Real Housewives of Beverly Hills star, Yolanda Foster, has made national headlines the past few weeks sharing her most recent struggles with Lyme disease. "Most of you know I have been battling Lyme disease for the past three years. I wasted the first year trying to get diagnosed and spent the next two trying to find a cure,” the 51-year-old former Dutch model writes in her blog. “Unfortunately, I was only able to get to about a 60% recovery until I relapsed in early December and have not been able to find my way back. I’ve lost the ability to read, write…”
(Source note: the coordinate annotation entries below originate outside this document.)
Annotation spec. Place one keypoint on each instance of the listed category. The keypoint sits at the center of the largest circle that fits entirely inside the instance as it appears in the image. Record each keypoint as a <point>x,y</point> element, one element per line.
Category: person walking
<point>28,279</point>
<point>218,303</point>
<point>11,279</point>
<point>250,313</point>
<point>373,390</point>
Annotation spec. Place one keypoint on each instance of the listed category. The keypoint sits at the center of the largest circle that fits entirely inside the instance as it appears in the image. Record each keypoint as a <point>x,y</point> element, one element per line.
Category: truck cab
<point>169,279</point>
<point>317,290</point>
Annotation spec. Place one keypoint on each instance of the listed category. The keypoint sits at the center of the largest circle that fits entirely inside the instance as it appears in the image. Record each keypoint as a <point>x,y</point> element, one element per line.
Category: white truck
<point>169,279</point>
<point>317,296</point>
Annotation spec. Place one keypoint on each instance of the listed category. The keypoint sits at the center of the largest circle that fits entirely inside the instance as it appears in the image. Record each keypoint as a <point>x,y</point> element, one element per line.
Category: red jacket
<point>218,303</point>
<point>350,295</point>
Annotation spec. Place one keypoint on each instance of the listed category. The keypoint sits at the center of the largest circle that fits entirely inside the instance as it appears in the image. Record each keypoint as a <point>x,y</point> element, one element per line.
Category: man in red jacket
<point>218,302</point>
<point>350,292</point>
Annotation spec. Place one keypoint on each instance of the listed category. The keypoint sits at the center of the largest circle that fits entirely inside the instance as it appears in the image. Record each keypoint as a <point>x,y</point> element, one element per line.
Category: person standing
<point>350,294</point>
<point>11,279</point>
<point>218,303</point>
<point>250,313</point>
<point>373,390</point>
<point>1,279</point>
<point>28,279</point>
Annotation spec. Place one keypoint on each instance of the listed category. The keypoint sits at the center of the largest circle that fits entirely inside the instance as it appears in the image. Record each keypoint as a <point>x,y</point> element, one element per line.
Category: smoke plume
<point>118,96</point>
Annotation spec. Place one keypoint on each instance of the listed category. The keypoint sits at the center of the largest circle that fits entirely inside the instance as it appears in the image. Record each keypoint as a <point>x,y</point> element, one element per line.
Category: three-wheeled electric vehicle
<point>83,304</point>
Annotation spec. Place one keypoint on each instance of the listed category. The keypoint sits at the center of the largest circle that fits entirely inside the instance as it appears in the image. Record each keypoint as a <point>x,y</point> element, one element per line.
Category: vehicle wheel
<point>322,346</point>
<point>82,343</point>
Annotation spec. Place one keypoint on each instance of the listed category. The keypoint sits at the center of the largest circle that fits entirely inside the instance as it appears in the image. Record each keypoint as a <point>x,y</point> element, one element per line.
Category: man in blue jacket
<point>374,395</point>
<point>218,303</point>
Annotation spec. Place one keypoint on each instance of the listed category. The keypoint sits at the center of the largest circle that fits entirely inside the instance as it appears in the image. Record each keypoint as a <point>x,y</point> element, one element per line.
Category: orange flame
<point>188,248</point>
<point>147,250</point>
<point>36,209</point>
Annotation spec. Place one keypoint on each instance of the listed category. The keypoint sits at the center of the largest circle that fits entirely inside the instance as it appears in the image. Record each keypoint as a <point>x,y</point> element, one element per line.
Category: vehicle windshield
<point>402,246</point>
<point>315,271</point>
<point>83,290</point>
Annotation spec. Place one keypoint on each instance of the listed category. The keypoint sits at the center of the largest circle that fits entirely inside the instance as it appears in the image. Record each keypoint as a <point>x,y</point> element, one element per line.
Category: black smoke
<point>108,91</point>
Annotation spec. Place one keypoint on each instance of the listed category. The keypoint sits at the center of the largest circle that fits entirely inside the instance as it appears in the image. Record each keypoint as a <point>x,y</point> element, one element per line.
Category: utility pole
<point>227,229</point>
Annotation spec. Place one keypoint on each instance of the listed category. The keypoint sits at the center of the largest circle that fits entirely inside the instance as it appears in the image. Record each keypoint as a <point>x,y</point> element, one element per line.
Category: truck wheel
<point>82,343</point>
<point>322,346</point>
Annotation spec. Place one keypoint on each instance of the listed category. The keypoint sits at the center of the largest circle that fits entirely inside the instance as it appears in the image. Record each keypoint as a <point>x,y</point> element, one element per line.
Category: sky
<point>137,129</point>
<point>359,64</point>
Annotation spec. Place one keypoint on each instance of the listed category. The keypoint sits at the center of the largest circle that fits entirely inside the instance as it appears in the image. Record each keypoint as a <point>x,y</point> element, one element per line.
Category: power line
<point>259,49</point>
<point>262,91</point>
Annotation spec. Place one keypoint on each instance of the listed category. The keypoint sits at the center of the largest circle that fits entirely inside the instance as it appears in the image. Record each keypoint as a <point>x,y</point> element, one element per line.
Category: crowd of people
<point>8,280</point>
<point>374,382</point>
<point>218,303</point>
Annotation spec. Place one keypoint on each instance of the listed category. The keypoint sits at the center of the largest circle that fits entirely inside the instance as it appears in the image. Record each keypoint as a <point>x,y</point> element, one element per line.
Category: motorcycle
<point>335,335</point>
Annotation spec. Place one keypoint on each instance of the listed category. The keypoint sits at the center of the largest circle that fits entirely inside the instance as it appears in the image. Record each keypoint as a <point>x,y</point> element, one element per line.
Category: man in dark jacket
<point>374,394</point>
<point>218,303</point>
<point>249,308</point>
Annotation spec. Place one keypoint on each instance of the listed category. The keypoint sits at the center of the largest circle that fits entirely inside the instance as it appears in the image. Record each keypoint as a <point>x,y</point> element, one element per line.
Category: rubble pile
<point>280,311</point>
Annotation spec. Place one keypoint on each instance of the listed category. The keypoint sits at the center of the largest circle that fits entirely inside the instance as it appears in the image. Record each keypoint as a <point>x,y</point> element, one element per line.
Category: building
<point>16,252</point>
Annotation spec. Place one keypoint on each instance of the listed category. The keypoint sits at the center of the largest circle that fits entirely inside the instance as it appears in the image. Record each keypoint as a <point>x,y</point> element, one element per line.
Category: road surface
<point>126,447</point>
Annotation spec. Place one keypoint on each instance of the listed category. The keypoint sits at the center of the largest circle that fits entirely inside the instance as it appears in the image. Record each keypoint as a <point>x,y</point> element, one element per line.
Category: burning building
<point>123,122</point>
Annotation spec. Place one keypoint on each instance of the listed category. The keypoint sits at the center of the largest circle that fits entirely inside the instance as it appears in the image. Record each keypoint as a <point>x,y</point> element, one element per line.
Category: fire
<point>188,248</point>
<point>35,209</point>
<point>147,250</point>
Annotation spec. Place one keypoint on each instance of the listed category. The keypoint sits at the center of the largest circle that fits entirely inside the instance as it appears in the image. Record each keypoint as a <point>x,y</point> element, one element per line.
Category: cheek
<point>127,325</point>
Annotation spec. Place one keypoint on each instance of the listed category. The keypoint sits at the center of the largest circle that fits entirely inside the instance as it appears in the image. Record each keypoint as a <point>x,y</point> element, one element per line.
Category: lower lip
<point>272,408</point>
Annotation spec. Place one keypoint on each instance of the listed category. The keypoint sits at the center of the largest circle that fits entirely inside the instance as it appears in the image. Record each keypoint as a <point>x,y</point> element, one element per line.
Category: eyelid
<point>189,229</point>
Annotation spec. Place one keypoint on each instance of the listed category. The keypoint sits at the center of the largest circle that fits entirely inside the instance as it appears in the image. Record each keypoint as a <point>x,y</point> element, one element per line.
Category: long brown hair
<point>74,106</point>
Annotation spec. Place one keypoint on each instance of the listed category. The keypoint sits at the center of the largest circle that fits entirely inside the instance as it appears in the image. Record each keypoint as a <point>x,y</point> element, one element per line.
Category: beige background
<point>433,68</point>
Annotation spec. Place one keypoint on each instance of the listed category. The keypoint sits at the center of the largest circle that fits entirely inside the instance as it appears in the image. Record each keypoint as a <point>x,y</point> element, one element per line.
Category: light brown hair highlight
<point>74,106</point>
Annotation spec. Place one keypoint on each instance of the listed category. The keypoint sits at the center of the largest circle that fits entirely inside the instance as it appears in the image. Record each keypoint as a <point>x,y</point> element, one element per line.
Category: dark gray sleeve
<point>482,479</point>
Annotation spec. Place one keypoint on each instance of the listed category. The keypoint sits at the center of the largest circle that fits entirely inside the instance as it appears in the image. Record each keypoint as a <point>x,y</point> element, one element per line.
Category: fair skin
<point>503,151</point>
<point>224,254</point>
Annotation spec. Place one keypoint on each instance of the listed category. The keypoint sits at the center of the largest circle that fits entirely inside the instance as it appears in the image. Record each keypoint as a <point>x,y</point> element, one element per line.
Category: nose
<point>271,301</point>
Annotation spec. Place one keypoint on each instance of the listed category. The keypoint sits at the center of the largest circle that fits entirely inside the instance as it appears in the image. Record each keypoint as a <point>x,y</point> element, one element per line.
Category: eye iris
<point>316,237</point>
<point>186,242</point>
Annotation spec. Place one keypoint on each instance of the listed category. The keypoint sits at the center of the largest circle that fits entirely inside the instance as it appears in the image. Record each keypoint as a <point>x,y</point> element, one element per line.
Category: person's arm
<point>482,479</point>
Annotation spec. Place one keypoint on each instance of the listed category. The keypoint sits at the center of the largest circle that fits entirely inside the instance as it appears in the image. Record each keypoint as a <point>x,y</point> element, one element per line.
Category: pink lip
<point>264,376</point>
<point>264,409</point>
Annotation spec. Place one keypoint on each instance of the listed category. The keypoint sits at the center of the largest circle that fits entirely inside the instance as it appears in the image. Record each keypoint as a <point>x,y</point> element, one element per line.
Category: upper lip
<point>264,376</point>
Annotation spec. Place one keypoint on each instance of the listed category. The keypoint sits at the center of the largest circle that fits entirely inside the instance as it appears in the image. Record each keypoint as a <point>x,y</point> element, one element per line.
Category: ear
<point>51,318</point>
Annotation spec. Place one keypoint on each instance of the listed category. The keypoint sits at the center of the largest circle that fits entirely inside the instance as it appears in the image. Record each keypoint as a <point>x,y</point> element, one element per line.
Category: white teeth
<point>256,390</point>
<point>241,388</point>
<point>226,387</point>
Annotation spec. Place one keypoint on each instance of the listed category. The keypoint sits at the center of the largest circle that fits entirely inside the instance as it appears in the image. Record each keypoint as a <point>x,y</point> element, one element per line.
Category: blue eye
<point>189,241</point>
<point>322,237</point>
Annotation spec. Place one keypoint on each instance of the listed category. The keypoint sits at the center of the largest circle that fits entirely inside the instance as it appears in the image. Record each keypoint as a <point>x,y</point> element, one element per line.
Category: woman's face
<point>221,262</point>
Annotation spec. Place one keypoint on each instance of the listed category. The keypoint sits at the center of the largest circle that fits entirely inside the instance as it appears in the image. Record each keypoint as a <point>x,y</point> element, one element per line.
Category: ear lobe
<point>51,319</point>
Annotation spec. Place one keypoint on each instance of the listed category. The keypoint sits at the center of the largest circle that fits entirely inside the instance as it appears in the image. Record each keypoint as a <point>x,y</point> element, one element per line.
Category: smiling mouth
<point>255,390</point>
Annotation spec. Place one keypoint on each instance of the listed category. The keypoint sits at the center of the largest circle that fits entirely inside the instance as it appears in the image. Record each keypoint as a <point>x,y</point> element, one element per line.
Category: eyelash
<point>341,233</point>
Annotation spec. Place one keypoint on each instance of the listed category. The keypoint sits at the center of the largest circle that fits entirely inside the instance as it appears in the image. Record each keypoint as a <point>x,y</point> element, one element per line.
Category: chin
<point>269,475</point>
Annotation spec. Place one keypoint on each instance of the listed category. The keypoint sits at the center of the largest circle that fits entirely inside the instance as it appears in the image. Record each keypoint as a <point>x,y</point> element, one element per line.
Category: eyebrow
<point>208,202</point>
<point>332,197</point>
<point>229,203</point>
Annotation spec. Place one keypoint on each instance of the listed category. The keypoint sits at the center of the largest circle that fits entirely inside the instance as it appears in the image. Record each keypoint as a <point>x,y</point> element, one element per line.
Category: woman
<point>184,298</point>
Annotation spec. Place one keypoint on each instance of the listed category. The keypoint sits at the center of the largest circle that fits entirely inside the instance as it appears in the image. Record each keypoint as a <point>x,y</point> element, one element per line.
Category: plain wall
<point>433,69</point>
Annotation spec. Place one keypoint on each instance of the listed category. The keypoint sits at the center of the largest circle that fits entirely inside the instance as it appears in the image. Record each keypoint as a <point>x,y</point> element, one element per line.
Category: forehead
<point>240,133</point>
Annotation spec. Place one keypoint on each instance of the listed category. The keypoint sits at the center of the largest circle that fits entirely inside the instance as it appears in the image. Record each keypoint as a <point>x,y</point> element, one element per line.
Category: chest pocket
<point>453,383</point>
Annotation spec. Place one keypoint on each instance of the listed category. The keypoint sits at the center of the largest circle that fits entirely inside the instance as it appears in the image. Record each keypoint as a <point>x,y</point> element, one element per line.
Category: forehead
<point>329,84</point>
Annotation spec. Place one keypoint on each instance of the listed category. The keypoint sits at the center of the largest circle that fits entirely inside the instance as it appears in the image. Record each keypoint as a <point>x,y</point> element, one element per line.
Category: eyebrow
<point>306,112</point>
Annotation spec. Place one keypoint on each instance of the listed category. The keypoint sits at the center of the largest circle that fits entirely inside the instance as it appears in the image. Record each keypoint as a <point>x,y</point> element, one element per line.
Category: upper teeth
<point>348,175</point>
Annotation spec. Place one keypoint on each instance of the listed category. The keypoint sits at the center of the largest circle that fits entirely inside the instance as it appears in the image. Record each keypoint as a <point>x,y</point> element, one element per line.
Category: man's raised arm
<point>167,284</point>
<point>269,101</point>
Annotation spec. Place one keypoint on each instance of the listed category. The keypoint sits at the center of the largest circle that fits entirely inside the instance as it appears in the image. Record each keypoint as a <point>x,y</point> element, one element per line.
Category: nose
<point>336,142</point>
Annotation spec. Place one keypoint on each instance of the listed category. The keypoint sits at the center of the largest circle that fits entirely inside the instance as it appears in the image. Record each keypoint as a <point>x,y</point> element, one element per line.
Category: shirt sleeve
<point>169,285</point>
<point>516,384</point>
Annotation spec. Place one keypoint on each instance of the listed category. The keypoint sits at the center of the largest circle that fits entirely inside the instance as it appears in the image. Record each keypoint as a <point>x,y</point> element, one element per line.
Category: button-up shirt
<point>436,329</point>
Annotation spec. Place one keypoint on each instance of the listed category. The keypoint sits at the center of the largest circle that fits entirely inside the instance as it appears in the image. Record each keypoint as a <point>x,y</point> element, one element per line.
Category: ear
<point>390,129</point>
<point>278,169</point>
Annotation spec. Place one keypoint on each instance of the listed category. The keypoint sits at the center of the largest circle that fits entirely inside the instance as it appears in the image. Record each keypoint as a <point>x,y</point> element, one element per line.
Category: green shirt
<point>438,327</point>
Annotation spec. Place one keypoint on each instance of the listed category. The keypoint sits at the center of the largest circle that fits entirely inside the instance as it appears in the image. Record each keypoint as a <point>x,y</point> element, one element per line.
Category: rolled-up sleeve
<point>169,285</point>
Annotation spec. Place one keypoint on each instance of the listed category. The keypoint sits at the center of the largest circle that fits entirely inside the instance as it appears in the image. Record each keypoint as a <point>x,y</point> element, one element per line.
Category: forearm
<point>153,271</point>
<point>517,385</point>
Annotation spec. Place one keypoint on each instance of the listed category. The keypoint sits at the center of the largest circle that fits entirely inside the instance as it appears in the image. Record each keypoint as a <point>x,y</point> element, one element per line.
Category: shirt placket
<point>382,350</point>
As her story continues making headlines around the country, there appears to be a sense of uneasiness among many people discussing Yolanda’s situation. When OK magazine called recently, I was asked by the reporter, “Can Lyme really cause problems like this?” The possibility that a disease, which began with a simple tick bite could progress to the point of causing such severe debilitation can be frightening.

However, Yolanda’s depiction of her struggles with neurologic symptoms from Lyme disease should be old news to the medical community. And, the public should be more aware that neurologic symptoms can develop if the disease is left unchecked.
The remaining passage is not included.